La maire de Paris, Anne Hidalgo, a surpris tout le monde le 8 décembre dernier, en se déclarant favorable à une primaire entre les différents candidats de gauche, alors qu’elle expliquait encore s’y opposer le matin même. De son côté, l’ancien socialiste Arnaud Montebourg, s’est dit favorable à une union des candidats de gauche, qui déboucherait sur une candidature unique, sans aborder le sujet de la Primaire Populaire en elle-même. Il n’a pas manqué de déclencher l’hilarité sur la toile en se mettant en scène en train d’appeler les différents candidats de gauche, sans qu’aucun d’eux ne réponde.

Leur point commun : tous deux sont crédités de moins de 5% des intentions de vote et cette proposition semble davantage s’apparenter à une manière de trouver une porte de sortie en toute dignité.

Le nom de l’ancienne garde des sceaux, Christiane Taubira, est régulièrement cité ces derniers jours. Elle aussi pourrait officialiser sa candidature dans les prochains jours, alors qu’elle expliquait en septembre ne pas souhaiter se présenter. Elle s’est également dite favorable au processus de la primaire populaire « dernier espace pour construire l’union de la gauche », selon elle.

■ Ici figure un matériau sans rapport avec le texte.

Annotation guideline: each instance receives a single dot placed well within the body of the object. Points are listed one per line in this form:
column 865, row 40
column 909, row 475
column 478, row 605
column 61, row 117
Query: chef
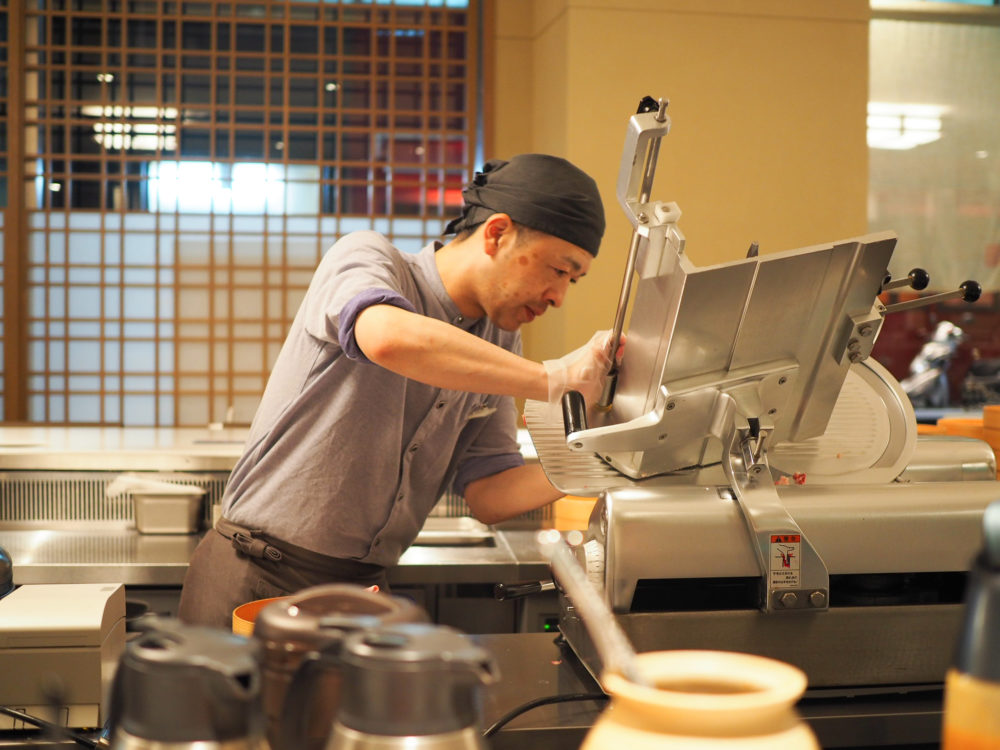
column 397, row 382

Comme les deux autres, elle aussi a soutenu François Hollande, et n’a jamais porté un programme de rupture, et c’est bien là le problème. Au milieu de cette comédie qu’est cette élection présidentielle, la gauche assure sans relâche le rôle de clou du spectacle, et cette primaire populaire, ou union des gauches, ne sert qu’à recycler des politicards, déchus de tout aura et crédibilité, bien loin des préoccupations des Français et du peuple de gauche.

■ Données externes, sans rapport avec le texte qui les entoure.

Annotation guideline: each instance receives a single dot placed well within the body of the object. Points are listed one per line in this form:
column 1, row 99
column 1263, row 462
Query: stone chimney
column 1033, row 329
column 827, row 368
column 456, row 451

Ce qu’attendent ces derniers, ce n’est pas un processus visant à soutenir des personnalités uniquement au gré de la sympathie ou l’intérêt qu’on peut leur porter, peu importe les programmes, mais au contraire de voir émerger un programme garni qui propose de vraies solutions pour répondre aux préoccupations des Français, en mettant réellement le doigt sur ce qui empêche d’y répondre. Ce n’est pas une union de façade entre des professionnels de la politique, incapable de s’entendre entre eux, qui gouverneraient ensemble sur une base tout à fait inconnue. Car qui peut réellement imaginer une convergence, ou même trouver des points communs entre Sandrine Rousseau et Bernard Cazeneuve, ou encore entre François Ruffin et Anne Hidalgo.

 

La conclusion de tout cela, c’est que cette union prônée n’a aucune chance d’aboutir, et que des années de trahison ne s’effaceront pas par un rassemblement construit de toute pièce, mais par un projet qui parle aux classes populaires et qui propose de réelles alternatives à la mondialisation capitaliste.